Scallywags grunt in the affirmative
Backpack: Good! Now off to the Bawdyhouse with you, where you belong.
Exit Scallywags
Backpack turns to leave
. Suddenly he sees Evan exiting the brothel from across the road.
Backpack: Oh my...

END SCENE

Scene 11

Interior. Night. Backpack's apartment, where Handbag has been staying since she left Evan the night before. Handbag is looking at a picture of Evan and has been visibly sobbing. Enter Backpack
Backpack: Still upset I see?
Handbag:...
Backpack: You know he was never right for you...There are other guys....and sentient containers..
Handbag: Stop. I know where you're going with this. You're a good friend Backpack, but there's only one man for me. Evan is kind, considerate and can ride me like a Mayo donkey. I shouldn't have left. Me and Evan can get through this together.
Backpack: (Sigh) There's something you should know.....

End Scene

Scene 12

Interior. Night. The annual Daisy of Dungarvan competition. Evan and Squire Moore, a dashing young aristocrat, take their place in the audience.
Evan: Thanks for this Squire but I'm not sure I'm really in the mood...
Squire Moore: Oh nonsense old boy! It'll lift your spirits! By the way, you're welcome to stay at my place as long as you need
Evan: Thanks.
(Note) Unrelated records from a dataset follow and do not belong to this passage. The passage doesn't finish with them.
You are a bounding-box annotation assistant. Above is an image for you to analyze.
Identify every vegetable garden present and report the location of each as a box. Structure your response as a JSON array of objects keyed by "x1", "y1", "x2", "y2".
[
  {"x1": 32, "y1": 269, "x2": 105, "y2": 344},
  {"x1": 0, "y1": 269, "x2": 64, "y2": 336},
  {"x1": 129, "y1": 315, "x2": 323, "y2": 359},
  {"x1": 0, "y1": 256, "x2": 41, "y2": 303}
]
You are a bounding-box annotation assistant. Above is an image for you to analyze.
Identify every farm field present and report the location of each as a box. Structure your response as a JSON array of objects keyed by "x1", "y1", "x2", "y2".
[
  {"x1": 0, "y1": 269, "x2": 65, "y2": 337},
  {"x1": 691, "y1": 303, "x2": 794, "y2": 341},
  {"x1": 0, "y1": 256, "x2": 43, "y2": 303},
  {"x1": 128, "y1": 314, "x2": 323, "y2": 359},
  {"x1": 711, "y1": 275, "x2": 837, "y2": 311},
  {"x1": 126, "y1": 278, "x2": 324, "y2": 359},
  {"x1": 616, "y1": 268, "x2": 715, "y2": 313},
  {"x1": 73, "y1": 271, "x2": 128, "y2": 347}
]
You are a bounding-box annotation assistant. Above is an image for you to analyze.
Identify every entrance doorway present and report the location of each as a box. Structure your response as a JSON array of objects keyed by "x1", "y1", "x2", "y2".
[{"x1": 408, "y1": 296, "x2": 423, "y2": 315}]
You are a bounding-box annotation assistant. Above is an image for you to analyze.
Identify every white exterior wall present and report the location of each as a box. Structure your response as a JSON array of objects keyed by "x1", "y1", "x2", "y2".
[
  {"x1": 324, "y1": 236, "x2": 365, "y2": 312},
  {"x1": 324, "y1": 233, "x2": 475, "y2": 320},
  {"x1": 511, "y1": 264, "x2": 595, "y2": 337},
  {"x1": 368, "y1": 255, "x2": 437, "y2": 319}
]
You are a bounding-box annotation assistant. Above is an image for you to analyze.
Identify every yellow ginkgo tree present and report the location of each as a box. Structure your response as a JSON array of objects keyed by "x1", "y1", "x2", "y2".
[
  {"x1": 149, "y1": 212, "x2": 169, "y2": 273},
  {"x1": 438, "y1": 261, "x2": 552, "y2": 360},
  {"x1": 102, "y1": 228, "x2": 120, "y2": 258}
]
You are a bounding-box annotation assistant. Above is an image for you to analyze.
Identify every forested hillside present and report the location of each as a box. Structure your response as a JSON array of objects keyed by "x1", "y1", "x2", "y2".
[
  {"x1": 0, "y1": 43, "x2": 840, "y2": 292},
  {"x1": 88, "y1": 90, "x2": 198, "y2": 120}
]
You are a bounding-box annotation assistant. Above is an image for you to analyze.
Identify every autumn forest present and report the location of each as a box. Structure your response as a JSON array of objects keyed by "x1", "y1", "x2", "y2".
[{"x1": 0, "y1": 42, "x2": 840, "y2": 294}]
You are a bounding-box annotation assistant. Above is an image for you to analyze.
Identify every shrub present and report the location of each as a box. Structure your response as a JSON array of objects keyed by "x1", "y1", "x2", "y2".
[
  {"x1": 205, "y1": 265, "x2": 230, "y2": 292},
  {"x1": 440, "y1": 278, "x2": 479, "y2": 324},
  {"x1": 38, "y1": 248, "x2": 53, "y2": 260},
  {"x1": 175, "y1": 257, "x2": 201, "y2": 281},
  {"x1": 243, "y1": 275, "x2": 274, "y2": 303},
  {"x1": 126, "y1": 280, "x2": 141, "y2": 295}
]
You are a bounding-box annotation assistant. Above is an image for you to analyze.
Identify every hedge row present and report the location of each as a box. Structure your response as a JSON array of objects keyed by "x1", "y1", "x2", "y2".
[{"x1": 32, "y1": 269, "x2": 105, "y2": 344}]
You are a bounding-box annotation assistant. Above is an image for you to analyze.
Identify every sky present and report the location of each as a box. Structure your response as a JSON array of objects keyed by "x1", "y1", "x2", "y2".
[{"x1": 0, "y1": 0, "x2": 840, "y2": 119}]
Oh, it's starting...
The curtains part, revealing host Pat Kenny. Pat Kenny is dressed in a grey suit and tie. Unknown to the audience, Pat is wearing leather bondage gear underneath...
Pat: Welcome to the Daisy of Dungarvan competition!
Pat's thoughts: Hello minions!
Pat: Tonight we shall have lovely girls from Donegal to Dingle all vying for the judge's vote
Pat's thoughts: Yeah! We gonna have sexy bitches from Tullamore to Imloughmore trynna get in with the Patman! Oh yeah, things are gonna get hot up in here!
Pat, overwhelmed by desire, suddenly grabs his crotch
Evan: Did Pat Kenny just grab his crotch?
Squire Moore: I believe so.
Evan: Should be an interesting evening...

END SCENE

Writer's Notes to Scene 12

Casual observers may make the mistake of thinking that the 'Daisy of Dungarvan' is being used to avoid sparking a law suit with the 'Rose of Tralee' people. This could not be further from the truth. I would consider the whole project a failure if it didn't result in several lawsuits. Rather, the 'Daisy of Dungarvan' competition is an event being launched later this year by myself and a collaborator as a hip-hop alternative to the 'Rose of Tralee'. The film will not likely be released until at least 2012, by which time the 'Daisy of Dungarvan' will have replaced the now irrelevant Rose of Tralee competition. As such I am simply planning ahead. Also, while the idea of Pat Kenny suddenly grabbing his crotch may seem farfetched, the incident is based on an actual encounter between myself and Pat early last year, when, in addition to grabbing his crotch, he also began masturbating. Needless to say, I found the whole thing offensive and left soon afterwards.